Dissertation Defense: Junjiajia Long, Yale University, “From Individual to Collective Behavior: The Role of Memory and Diversity in Bacterial Navigation”

Event time: 
Tuesday, September 11, 2018 - 3:00pm to 4:00pm
Location: 
Sloane Physics Laboratory (SPL), Room 52 See map
217 Prospect Street
New Haven, CT 06511
Event description: 

What is the best strategy to search in an unknown environment? Navigation with only local information available is a ubiquitous problem in nature, especially when local directional information is unreliable due to limited detection range and accuracy. Facing this challenge, many natural systems, including the chemotactic bacteria Escherichia coli, navigate by registering past information “in memory” and making temporal comparisons to bias their random walk up gradients of signal.

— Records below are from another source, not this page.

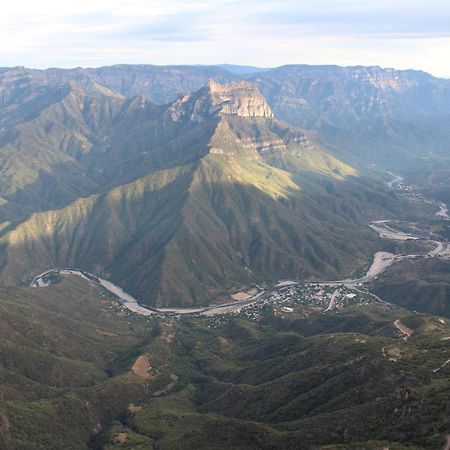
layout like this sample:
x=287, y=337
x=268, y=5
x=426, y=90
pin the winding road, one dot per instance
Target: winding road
x=381, y=261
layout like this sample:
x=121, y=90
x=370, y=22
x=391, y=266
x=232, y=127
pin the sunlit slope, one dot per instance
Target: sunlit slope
x=262, y=203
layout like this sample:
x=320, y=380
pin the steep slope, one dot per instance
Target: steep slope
x=390, y=117
x=394, y=118
x=223, y=196
x=65, y=362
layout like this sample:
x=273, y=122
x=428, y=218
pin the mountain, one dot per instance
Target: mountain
x=384, y=116
x=79, y=372
x=182, y=203
x=364, y=115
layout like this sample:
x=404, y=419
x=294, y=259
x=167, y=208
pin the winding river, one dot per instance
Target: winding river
x=381, y=261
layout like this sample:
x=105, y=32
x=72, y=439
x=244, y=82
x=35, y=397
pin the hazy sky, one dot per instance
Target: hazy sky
x=396, y=33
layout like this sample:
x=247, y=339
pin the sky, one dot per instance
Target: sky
x=265, y=33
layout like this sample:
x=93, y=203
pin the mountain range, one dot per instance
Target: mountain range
x=186, y=184
x=179, y=203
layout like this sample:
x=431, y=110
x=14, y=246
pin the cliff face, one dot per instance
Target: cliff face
x=241, y=98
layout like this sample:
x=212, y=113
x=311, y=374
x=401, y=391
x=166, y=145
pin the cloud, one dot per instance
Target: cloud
x=264, y=32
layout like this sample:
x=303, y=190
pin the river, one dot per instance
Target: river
x=381, y=261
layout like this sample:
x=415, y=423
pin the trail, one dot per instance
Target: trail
x=403, y=329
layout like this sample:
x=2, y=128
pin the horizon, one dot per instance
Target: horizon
x=266, y=33
x=252, y=69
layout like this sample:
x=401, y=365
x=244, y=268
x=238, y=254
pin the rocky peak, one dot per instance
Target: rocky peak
x=241, y=98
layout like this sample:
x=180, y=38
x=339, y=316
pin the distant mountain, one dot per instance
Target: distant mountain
x=179, y=203
x=365, y=115
x=243, y=70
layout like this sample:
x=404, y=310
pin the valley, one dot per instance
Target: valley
x=381, y=262
x=198, y=258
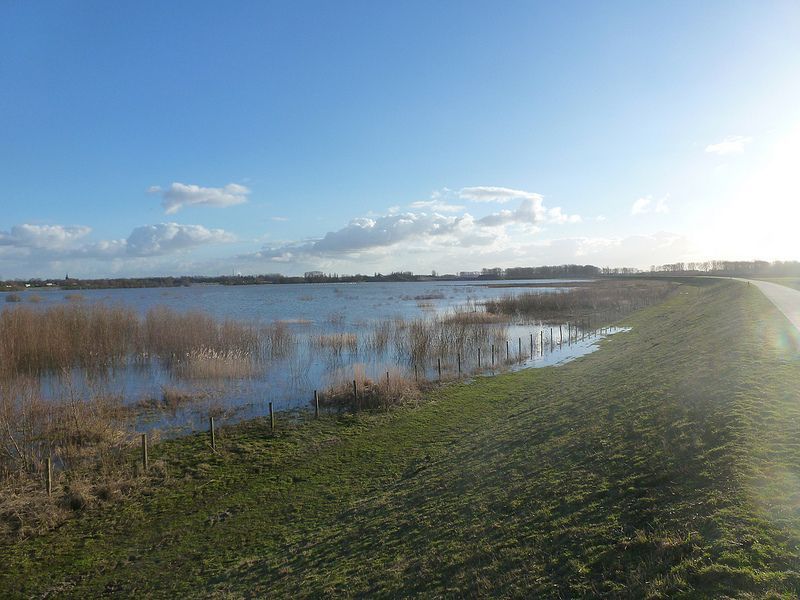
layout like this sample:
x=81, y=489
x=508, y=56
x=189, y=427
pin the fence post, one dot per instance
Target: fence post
x=49, y=476
x=144, y=452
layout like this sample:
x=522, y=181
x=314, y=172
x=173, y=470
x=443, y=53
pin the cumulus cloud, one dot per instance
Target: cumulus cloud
x=436, y=204
x=59, y=242
x=645, y=205
x=166, y=238
x=733, y=144
x=179, y=195
x=431, y=229
x=490, y=193
x=42, y=236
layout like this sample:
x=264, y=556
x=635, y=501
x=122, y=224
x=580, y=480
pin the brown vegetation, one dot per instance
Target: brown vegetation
x=609, y=299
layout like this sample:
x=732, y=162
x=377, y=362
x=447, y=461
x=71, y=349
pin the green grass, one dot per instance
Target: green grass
x=665, y=465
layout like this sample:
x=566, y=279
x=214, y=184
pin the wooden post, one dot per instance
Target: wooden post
x=49, y=476
x=145, y=463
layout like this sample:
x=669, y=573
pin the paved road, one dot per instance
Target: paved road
x=786, y=299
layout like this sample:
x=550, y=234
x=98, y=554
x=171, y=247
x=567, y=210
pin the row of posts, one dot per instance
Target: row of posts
x=212, y=429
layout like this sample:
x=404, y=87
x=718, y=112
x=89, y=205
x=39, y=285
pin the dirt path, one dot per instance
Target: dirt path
x=785, y=298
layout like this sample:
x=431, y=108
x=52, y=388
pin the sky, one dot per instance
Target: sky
x=203, y=138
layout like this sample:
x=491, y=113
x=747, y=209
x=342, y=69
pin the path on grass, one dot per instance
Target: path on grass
x=785, y=298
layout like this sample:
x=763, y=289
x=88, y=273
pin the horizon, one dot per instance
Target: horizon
x=150, y=140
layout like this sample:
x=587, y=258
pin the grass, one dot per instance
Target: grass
x=99, y=336
x=665, y=465
x=606, y=300
x=792, y=282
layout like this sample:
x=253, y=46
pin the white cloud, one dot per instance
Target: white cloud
x=39, y=244
x=166, y=238
x=733, y=144
x=179, y=195
x=427, y=231
x=436, y=204
x=42, y=236
x=489, y=193
x=645, y=205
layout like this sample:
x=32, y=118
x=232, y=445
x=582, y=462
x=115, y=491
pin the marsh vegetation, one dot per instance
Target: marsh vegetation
x=61, y=367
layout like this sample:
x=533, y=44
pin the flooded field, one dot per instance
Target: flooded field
x=172, y=357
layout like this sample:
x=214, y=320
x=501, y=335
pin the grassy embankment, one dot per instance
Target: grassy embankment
x=792, y=282
x=666, y=464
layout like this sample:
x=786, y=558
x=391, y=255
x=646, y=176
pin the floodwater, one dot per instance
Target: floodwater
x=309, y=310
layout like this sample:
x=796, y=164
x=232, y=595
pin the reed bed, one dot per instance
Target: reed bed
x=393, y=388
x=337, y=343
x=35, y=341
x=279, y=339
x=213, y=364
x=612, y=299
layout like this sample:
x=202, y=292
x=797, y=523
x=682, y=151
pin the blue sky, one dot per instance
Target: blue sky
x=155, y=138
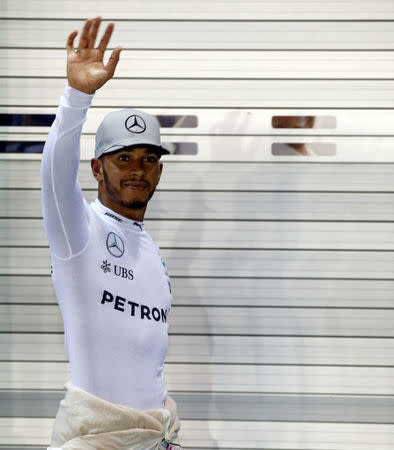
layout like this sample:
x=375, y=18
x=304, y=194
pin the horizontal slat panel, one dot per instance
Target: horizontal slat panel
x=213, y=93
x=221, y=320
x=218, y=10
x=256, y=148
x=209, y=35
x=236, y=435
x=235, y=406
x=233, y=176
x=234, y=263
x=224, y=378
x=232, y=234
x=232, y=205
x=235, y=121
x=226, y=291
x=225, y=349
x=208, y=64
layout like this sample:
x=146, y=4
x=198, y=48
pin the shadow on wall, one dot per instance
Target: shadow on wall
x=195, y=398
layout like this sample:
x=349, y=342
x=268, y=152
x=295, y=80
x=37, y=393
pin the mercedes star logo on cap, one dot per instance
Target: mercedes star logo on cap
x=115, y=245
x=135, y=124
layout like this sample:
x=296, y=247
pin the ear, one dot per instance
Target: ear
x=97, y=169
x=161, y=170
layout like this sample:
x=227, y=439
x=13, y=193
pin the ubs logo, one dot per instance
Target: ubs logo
x=115, y=245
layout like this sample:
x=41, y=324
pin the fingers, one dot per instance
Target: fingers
x=106, y=37
x=84, y=39
x=70, y=41
x=113, y=61
x=93, y=32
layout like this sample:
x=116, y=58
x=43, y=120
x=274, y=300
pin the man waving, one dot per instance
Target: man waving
x=111, y=283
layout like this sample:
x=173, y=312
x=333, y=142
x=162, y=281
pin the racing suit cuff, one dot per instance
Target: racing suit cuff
x=76, y=99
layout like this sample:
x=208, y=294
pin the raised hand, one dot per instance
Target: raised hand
x=85, y=68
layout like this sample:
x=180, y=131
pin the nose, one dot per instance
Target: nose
x=136, y=166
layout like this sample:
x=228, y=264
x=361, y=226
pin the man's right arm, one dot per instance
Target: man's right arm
x=63, y=205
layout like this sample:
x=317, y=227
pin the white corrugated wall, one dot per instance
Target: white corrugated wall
x=281, y=333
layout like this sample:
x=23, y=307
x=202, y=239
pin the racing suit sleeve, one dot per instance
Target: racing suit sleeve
x=64, y=209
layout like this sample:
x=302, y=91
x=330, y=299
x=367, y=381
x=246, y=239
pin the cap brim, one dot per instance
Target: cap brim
x=116, y=148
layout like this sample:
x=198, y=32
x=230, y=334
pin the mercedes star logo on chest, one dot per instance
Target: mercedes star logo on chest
x=115, y=245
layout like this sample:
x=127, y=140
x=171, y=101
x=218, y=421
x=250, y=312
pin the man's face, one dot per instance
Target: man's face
x=128, y=177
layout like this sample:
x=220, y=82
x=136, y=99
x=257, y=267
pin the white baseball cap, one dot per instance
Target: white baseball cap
x=125, y=128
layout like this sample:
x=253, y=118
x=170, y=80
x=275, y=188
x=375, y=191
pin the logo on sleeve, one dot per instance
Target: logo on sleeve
x=115, y=245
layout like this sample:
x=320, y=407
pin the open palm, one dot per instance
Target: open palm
x=85, y=67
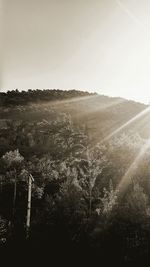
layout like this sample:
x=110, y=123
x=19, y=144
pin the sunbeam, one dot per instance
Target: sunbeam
x=126, y=179
x=138, y=116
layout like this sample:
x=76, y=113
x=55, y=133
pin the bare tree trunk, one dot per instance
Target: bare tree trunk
x=90, y=202
x=14, y=197
x=29, y=206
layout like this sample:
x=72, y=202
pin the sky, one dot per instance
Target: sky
x=95, y=45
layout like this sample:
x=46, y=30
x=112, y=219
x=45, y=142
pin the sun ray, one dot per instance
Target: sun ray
x=122, y=127
x=126, y=179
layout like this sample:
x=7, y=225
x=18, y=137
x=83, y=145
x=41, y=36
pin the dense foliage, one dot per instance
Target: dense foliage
x=75, y=194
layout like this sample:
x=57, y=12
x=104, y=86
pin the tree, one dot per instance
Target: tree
x=13, y=160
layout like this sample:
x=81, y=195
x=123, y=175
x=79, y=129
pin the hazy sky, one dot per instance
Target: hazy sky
x=96, y=45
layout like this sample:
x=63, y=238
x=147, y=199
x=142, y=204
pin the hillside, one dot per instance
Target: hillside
x=89, y=157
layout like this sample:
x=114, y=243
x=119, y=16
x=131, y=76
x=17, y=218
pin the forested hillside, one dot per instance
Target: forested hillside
x=89, y=156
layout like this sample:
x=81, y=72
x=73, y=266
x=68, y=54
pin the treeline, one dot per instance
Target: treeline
x=16, y=97
x=76, y=200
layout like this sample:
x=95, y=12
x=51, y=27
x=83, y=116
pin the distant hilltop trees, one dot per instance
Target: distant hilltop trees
x=15, y=97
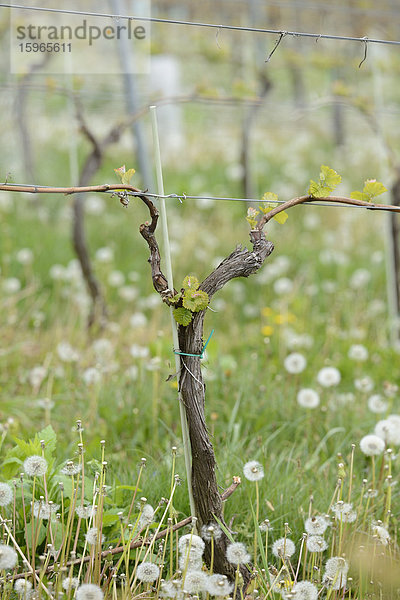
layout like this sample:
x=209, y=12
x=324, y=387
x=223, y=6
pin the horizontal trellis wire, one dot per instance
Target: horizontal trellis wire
x=216, y=26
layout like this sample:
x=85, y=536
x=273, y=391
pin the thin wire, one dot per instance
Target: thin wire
x=180, y=197
x=200, y=24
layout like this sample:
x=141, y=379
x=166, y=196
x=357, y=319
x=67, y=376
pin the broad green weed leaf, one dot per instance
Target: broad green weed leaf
x=183, y=316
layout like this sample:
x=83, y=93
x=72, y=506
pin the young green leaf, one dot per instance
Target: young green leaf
x=190, y=283
x=182, y=315
x=195, y=300
x=252, y=216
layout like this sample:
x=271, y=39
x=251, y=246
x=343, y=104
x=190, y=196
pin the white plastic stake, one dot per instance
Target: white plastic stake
x=167, y=254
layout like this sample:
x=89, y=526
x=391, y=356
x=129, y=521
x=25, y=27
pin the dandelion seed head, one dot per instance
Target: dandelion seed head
x=147, y=572
x=89, y=591
x=344, y=512
x=328, y=376
x=70, y=583
x=316, y=543
x=372, y=445
x=44, y=510
x=171, y=589
x=195, y=582
x=335, y=576
x=302, y=590
x=283, y=548
x=35, y=466
x=308, y=398
x=8, y=557
x=316, y=525
x=218, y=585
x=364, y=384
x=193, y=562
x=389, y=430
x=6, y=494
x=253, y=470
x=192, y=541
x=295, y=363
x=147, y=516
x=237, y=554
x=71, y=468
x=358, y=352
x=381, y=534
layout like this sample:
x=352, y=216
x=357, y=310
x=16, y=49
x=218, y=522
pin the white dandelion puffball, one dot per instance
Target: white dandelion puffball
x=237, y=554
x=24, y=256
x=364, y=384
x=302, y=590
x=358, y=352
x=335, y=576
x=192, y=541
x=218, y=585
x=316, y=543
x=295, y=363
x=91, y=376
x=253, y=470
x=195, y=582
x=344, y=512
x=147, y=572
x=283, y=548
x=389, y=431
x=316, y=525
x=35, y=466
x=371, y=445
x=89, y=591
x=377, y=404
x=70, y=583
x=191, y=562
x=328, y=376
x=8, y=557
x=147, y=516
x=6, y=494
x=308, y=398
x=381, y=534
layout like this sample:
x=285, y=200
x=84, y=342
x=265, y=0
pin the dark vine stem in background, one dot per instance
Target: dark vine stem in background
x=240, y=263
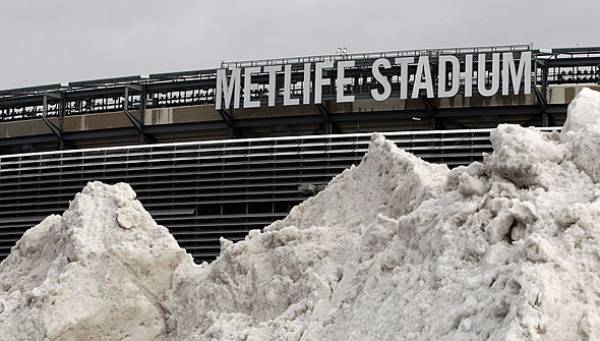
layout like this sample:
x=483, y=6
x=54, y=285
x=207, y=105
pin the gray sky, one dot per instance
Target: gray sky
x=51, y=41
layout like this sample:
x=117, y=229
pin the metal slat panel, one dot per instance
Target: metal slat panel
x=204, y=190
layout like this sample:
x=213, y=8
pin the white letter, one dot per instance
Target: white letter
x=342, y=82
x=481, y=60
x=403, y=62
x=469, y=75
x=272, y=70
x=306, y=84
x=287, y=87
x=231, y=90
x=423, y=70
x=319, y=81
x=443, y=73
x=248, y=87
x=381, y=79
x=509, y=72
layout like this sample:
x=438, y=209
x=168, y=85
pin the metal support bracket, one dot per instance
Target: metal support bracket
x=432, y=117
x=230, y=122
x=543, y=105
x=137, y=123
x=53, y=128
x=328, y=124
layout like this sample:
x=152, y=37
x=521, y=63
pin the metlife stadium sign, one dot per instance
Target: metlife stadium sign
x=440, y=76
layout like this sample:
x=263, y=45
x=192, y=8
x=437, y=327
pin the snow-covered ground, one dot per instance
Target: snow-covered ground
x=393, y=249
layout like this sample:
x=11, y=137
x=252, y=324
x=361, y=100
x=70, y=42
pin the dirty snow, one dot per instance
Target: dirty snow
x=393, y=249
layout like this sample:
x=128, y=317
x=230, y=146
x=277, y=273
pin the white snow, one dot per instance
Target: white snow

In groups, these bacteria can migrate collectively as they consume nutrients to create a gradient that moves along with them, traveling greater distances than a single cell could have. Previously, most research has made simplifying assumptions to reach analytical predictions. Individual memory for signal has been assumed to be short compared to changes in signal so that the past has little effect on present and future behavior. In populations, all individuals have been assumed to be identical. However, cells navigate in all kinds of environments, including ones where their memory is long compared to other time scales, and biological organisms always exhibit phenotypic diversity. Here, we restore these missing components to examine their effects on bacterial navigation. In individual navigation, we show that memory controls the balance between the positive feedback between behavior and sensed signal and the negative feedback of forgetting past signals. When the positive feedback dominates, a cell can quickly turn around after moving in the wrong direction and can extend motion in the right one, achieving “ratchet-like” gradient climbing behavior. In collective migration, we show that the diversity controls the inevitable leakage of cells off the back of the migrating group, which in turn shapes the group’s diversity. During migration, phenotypes that climb gradients too slowly are purged so that the rest of the population stays coherently traveling for longer times. In conclusion, we explicate the role of memory for individuals and the role of diversity for groups, and provide insights on how general biased random walk strategies, from individual to collective behavior, could be exploited.